PS 2: Le remariage mexicain connut un ultime rebondissement juridique, mais cette fois-ci en Italie. En 1961, Rossellini obtint l'annulation de son mariage avec Ingrid Bergman devant une juridiction italienne, en arguant de la nullité du divorce mexicain qu'elle avait préalablement obtenu (Rosselini v. Bergman, App. Roma, 17 giugno 1961, cité dans A. Coaccioli, Manuale di diritto internazionale privato e processuale, volume 1, p. 141)

Thursday, May 14, 2015

Quand élection des juges rime avec grabuge

Trente-neuf Etats des Etats-Unis pratiquent, à un degré ou à un autre, l'élection des juges. Dans l'arrêt Williams-Yullee v. Florida bar, rendu le 29 avril dernier, la Cour suprême vient d'indiquer que la nature particulière de cette élection justifiait des règles particulières en matière de financement des campagnes électorales. Cet arrêt juge que le barreau de Floride peut, sans porter une atteinte excessive à la liberté d'expression, interdire aux candidats aux élections judiciaires de solliciter directement de l'argent auprès des électeurs.

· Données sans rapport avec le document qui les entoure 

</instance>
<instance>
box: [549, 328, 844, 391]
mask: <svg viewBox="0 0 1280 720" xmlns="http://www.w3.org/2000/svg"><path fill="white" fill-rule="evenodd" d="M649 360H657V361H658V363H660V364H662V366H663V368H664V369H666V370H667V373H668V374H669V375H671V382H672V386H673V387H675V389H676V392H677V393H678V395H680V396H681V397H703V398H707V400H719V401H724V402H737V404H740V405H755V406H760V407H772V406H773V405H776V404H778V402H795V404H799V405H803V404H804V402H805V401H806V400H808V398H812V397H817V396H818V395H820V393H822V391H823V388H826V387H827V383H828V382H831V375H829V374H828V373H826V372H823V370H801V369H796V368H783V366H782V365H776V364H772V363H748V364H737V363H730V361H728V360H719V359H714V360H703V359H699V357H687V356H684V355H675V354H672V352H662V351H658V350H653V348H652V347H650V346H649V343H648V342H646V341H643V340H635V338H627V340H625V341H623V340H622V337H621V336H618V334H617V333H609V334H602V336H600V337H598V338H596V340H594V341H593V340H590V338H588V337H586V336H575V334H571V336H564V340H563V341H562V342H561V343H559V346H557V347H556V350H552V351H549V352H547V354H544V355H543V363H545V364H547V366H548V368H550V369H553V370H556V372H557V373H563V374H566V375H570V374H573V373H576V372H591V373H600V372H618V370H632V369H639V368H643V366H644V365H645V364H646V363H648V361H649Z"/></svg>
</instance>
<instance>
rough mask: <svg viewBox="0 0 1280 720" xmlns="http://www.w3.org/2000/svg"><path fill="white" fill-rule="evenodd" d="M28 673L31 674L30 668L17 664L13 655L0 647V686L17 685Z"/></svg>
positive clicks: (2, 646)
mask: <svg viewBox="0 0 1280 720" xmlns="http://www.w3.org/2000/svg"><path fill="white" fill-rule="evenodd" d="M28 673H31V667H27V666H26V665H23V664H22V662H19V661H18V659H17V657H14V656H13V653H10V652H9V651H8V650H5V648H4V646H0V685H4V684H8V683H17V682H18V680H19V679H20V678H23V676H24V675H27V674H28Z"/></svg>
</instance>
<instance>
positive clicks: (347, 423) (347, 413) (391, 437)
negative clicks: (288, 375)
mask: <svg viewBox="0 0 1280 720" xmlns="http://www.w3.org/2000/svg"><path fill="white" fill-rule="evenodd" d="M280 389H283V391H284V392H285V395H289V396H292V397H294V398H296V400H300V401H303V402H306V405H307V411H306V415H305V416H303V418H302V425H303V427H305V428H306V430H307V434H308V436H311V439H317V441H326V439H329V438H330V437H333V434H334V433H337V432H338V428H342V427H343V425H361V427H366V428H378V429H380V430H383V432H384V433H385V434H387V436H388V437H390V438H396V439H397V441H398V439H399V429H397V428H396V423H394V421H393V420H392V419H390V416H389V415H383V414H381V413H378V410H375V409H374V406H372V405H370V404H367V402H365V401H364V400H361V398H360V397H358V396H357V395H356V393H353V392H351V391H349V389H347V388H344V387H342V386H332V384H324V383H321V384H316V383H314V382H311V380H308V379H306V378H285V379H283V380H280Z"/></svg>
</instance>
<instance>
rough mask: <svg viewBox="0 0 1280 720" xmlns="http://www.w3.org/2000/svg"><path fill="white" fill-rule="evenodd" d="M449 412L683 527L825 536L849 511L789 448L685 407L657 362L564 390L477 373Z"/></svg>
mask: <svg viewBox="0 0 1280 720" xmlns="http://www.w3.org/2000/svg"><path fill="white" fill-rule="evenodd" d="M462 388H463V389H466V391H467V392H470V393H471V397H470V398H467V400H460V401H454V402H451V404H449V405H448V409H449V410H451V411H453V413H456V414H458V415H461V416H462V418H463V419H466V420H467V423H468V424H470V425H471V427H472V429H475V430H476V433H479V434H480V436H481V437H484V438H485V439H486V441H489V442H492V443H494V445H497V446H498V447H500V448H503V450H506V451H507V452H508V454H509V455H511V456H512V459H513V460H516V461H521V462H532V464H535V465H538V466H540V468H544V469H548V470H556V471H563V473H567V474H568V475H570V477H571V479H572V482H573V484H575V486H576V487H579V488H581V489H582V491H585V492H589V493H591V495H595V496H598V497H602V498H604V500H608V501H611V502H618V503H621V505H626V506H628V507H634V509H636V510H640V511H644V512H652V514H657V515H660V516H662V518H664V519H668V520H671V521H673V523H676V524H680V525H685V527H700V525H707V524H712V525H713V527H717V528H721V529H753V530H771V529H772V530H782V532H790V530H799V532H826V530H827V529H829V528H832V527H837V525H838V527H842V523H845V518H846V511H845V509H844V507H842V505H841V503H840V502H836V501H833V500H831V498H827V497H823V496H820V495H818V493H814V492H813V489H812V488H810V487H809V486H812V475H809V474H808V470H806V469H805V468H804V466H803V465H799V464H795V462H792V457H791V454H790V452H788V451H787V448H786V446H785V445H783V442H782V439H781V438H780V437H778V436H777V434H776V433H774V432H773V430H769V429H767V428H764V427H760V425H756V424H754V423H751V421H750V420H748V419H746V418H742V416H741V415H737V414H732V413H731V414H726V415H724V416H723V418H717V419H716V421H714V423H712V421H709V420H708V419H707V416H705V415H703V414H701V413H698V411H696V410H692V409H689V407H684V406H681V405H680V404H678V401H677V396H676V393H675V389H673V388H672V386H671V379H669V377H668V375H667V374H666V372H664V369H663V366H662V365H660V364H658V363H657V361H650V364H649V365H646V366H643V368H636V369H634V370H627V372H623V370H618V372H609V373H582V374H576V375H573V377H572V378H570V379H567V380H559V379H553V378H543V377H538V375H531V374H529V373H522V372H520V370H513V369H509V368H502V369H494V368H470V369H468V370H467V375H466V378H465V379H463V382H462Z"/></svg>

Cette arrêt a suscité beaucoup de réactions.


Il est à contre-courant de la tendance jurisprudentielle des dernières années, qui avait été caractérisée par une dérégulation tous azimuts du financement des campagnes électorales: cette dérégulation est la conséquence de l'arrêt Citizen United v. FEC,  558 U.S. 310 (2010), dans lequel la Cour avait considéré que le droit de participer au financement des élections s'apparente, sous certaines conditions, à l'exercice de la liberté d'expression (ce qui est parfois résumé par la formule speech=money). 


Il a été également remarqué dans la mesure où le chief justice Roberts a joint sa voix à celle des libéraux plutôt qu'à celle des conservateurs, ce qui lui arrive parfois (comme dans l'affaire de l'Obamacare), mais qui suffisamment rare pour que cela attire l'attention.

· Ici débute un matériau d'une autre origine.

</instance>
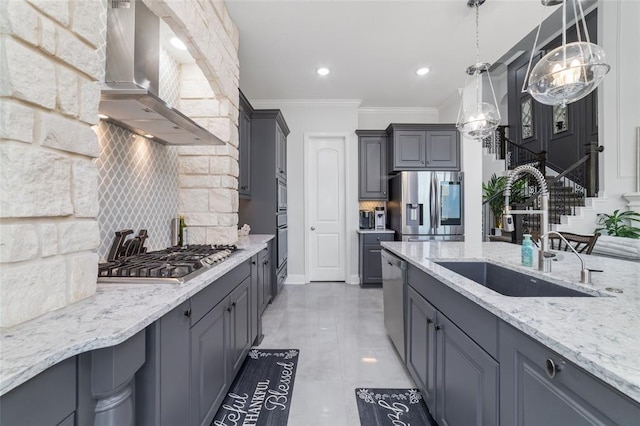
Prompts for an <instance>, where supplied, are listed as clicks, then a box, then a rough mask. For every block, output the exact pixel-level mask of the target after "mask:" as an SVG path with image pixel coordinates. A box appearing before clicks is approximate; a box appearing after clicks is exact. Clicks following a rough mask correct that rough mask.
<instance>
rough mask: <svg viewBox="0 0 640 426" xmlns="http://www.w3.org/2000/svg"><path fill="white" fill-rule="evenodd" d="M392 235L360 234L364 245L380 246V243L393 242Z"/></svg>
mask: <svg viewBox="0 0 640 426" xmlns="http://www.w3.org/2000/svg"><path fill="white" fill-rule="evenodd" d="M393 235H394V234H391V233H382V232H380V233H377V232H376V233H367V234H362V236H363V237H364V243H365V244H380V241H393Z"/></svg>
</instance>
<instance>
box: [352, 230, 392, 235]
mask: <svg viewBox="0 0 640 426" xmlns="http://www.w3.org/2000/svg"><path fill="white" fill-rule="evenodd" d="M395 232H396V231H394V230H393V229H358V234H395Z"/></svg>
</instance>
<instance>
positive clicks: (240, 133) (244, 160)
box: [238, 92, 253, 198]
mask: <svg viewBox="0 0 640 426" xmlns="http://www.w3.org/2000/svg"><path fill="white" fill-rule="evenodd" d="M252 114H253V108H252V107H251V104H249V101H247V98H245V97H244V94H243V93H242V92H240V108H239V111H238V168H239V174H238V193H239V196H240V197H243V198H250V197H251V115H252Z"/></svg>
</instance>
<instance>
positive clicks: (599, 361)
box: [382, 242, 640, 402]
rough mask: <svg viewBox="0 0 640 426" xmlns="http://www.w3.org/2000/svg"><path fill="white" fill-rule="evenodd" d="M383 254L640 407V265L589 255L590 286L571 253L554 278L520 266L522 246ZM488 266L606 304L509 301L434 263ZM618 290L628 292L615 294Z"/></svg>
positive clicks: (577, 297) (490, 246)
mask: <svg viewBox="0 0 640 426" xmlns="http://www.w3.org/2000/svg"><path fill="white" fill-rule="evenodd" d="M382 246H383V248H385V249H387V250H389V251H390V252H392V253H394V254H396V255H398V256H400V257H402V258H404V259H405V260H407V261H408V262H409V263H411V264H412V265H414V266H416V267H418V268H419V269H421V270H423V271H425V272H426V273H428V274H430V275H432V276H433V277H435V278H437V279H438V280H440V281H441V282H443V283H444V284H445V285H447V286H449V287H450V288H452V289H453V290H455V291H456V292H458V293H460V294H462V295H464V296H465V297H467V298H468V299H470V300H472V301H474V302H475V303H477V304H478V305H480V306H482V307H484V308H485V309H487V310H488V311H490V312H492V313H493V314H495V315H496V316H497V317H499V318H500V319H502V320H504V321H505V322H507V323H509V324H511V325H513V326H514V327H516V328H517V329H519V330H521V331H522V332H524V333H525V334H527V335H529V336H530V337H532V338H533V339H535V340H537V341H539V342H540V343H542V344H544V345H546V346H548V347H549V348H551V349H552V350H554V351H556V352H557V353H558V354H560V355H561V356H563V357H565V358H566V359H568V360H569V361H571V362H573V363H575V364H577V365H578V366H580V367H582V368H583V369H585V370H586V371H588V372H589V373H591V374H593V375H594V376H596V377H598V378H599V379H601V380H602V381H604V382H606V383H608V384H610V385H611V386H612V387H614V388H616V389H618V390H619V391H620V392H622V393H624V394H626V395H628V396H629V397H630V398H632V399H634V400H635V401H637V402H640V263H635V262H629V261H624V260H618V259H611V258H605V257H600V256H593V255H591V256H588V255H585V256H583V258H584V259H585V263H586V266H587V267H588V268H590V269H602V270H603V271H604V272H601V273H600V272H597V273H593V274H592V281H593V284H592V285H587V284H580V262H579V260H578V259H577V258H576V257H575V255H574V254H573V253H570V252H560V253H559V254H560V255H561V256H562V259H560V260H559V261H557V262H553V263H552V272H550V273H544V274H543V273H541V272H539V271H538V270H537V268H535V267H534V268H527V267H523V266H520V246H517V245H514V244H509V243H501V242H491V243H480V242H479V243H470V242H383V243H382ZM432 259H433V260H444V259H447V260H450V261H470V260H471V261H484V260H487V261H490V262H491V263H494V264H497V265H500V266H504V267H507V268H509V269H514V270H520V271H525V272H527V273H529V274H531V275H533V276H537V277H539V278H543V279H546V280H547V281H552V282H554V283H557V284H561V285H564V286H565V287H571V288H574V289H580V290H583V291H587V292H591V293H597V294H599V295H600V296H602V297H509V296H503V295H501V294H498V293H496V292H494V291H492V290H489V289H488V288H485V287H483V286H481V285H479V284H477V283H474V282H473V281H471V280H468V279H466V278H464V277H462V276H460V275H458V274H456V273H454V272H452V271H450V270H449V269H446V268H444V267H442V266H439V265H437V264H436V263H434V262H432V261H431V260H432ZM609 287H614V288H617V289H620V290H622V291H623V293H614V292H611V291H608V290H607V288H609Z"/></svg>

Le raisonnement de l'opinion majoritaire, rédigée par le juge Roberts, ne remet pas en cause le principe selon lequel solliciter de l'argent pour financer une campagne électorale est une forme d'expression (speech) protégée par le Premier amendement. Mais elle indique que l'Etat de Floride a justifié d'une impérieuse nécessité publique (compeling interest) pour apporter des restrictions à cette liberté, et que ces restrictions sont strictement nécessaires à l'objectif recherché, qui est de prévenir des suspicions sur l'impartialité et l'intégrité des juges qui auraient été élus en sollicitant personnellement des contributions financières.


Il est extrêmement rare qu'une restriction à la liberté d'expression soumise à la forme de contrôle maximal ("strict scrutiny") soit jugée constitutionnelle. Ce qui a fait dire aux détracteurs de la décision que la Cour s'est embarquée sur une pente glissante, qu'elle dilue et dénature la notion de contrôle maximal, et menace à terme la protection de la liberté d'expression. Mais on peut surtout voir dans la décision une reconnaissance de la spécificité des élections judiciaires par rapport aux élections politiques classiques, et des risques qu'une dérégulation de ces élections fait peser sur l'indépendance et l'impartialité desdits juges.


On est encore très loin d'une remise en cause de la jurisprudence Citizen united, mais il est rassurant que même un conservateur comme le chief justice reconnaisse qu'il y a tout de même des limites à ne pas franchir en matière de financement des campagnes.


PS : on précisera que tradition de l'élection des juges concerne exclusivement les Etats, car dans la justice fédérale, la Constitution prévoit que les juges sont nommés par le Président avec l'accord du Sénat. Elle recouvre des réalités diverses, car les modalités d'élections sont très différentes d'un Etat à un autre.